After retiring from the Army, Dr. Peake served as Executive Vice President and Chief Operating Officer of Project Hope, a non-profit international health foundation operating in more than 30 countries. While at Project HOPE he helped to orchestrate the use of civilian volunteers aboard the Navy Hospital Ship Mercy as it responded to the Tsunami disaster in Indonesia and also as part of the Hurricane Katrina response aboard the Hospital Ship Comfort.

Gail Wilensky, Ph.D

Gail Wilensky is an economist and a senior fellow at Project HOPE, an international health education foundation. She serves as a trustee of the Combined Benefits Fund of the United Mineworkers of America and the National Opinion Research Center, is on the Board of Regents of the Uniformed Services University of the Health Sciences (USUHS) and the Visiting Committee of Harvard Medical and Dental Schools. She recently served as president of the Defense Health Board and chaired their Health care Subcommittee, was a commissioner on the World Health Organization’s Commission on the Social Determinants of Health and co-chaired the Dept. of Defense Task Force on the Future of Military Health Care.

She is an elected member of the Institute of Medicine and has served two terms on its governing council.
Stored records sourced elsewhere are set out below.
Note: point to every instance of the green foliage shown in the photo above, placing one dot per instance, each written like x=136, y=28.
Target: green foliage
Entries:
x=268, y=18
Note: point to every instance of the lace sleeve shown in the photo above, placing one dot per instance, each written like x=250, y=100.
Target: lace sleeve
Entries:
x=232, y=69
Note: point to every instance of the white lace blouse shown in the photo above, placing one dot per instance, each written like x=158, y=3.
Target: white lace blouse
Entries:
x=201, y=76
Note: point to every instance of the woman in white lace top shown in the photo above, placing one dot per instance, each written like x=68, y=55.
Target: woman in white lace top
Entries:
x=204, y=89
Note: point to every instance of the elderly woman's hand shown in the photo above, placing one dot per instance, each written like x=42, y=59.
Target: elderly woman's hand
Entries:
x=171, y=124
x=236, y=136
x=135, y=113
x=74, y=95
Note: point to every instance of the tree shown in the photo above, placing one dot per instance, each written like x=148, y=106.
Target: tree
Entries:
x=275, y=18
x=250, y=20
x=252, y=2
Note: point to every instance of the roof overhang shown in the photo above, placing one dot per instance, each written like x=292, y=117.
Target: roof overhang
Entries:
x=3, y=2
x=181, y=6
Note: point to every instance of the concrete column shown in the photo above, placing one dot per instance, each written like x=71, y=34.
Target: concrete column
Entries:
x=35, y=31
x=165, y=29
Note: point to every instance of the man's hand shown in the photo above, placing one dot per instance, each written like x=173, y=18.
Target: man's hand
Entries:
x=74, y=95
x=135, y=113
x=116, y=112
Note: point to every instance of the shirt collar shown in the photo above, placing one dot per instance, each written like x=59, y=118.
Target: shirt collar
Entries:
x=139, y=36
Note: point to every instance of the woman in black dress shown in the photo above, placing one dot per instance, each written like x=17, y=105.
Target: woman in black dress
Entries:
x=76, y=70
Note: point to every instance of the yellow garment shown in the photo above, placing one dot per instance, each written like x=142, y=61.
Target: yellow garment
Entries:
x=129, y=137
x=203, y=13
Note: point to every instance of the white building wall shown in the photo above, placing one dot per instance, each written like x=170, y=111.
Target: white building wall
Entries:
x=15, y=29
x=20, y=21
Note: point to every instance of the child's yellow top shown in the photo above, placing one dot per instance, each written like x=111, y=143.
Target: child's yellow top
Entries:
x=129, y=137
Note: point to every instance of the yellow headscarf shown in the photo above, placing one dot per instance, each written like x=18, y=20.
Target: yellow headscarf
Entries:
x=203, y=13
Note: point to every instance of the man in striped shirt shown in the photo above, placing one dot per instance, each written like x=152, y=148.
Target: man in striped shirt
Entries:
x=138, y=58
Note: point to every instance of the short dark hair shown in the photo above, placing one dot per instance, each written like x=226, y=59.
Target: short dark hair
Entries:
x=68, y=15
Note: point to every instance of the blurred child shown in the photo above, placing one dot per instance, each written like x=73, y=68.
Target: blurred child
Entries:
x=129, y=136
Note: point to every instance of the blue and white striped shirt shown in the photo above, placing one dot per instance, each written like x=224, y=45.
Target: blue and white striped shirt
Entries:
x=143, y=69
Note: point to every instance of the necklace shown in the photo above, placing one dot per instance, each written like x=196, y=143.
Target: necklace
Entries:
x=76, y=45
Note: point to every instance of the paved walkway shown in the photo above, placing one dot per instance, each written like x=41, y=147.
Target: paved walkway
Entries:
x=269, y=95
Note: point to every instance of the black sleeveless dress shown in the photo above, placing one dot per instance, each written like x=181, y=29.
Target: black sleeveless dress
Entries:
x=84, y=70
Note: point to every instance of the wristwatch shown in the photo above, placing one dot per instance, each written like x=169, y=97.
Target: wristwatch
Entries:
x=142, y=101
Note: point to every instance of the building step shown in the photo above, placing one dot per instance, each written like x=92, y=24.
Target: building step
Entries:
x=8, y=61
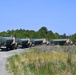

She is a former chair of the board of directors of Academy Health, a former trustee of the American Heart Association and a current or former director of numerous other non-profit organizations. She is also a director on several corporate boards. From 1990-1992, she was Administrator of the Health Care Financing Administration (now known as CMS), directing the Medicare and Medicaid programs. She also served as Deputy Assistant to President (GHW) Bush for Policy Development, advising him on health and welfare issues from 1992-1993.

From 1997-2001, she chaired the Medicare Payment Advisory Commission, which advises Congress on payment and other issues relating to Medicare and previously chaired one of its predecessor commissions, the Physician Payment Review Commission. From 2001 to 2003, she co-chaired the President’s Task Force to Improve Health Care Delivery for Our Nation’s Veterans and in 2007, served as a Commissioner on the President’s Commission on Care for America’s Returning Wounded Warriors (Dole/Shalala Commission).

Dr. Wilensky testifies frequently before Congressional committees, serves as an advisor to members of Congress and other elected officials, speaks nationally and internationally before professional, business and consumer groups. She received a bachelor’s degree in psychology and a Ph.D. in economics at the University of Michigan and has received several honorary degrees.

Michael Singer

Michael Singer is the CEO of BrainScope.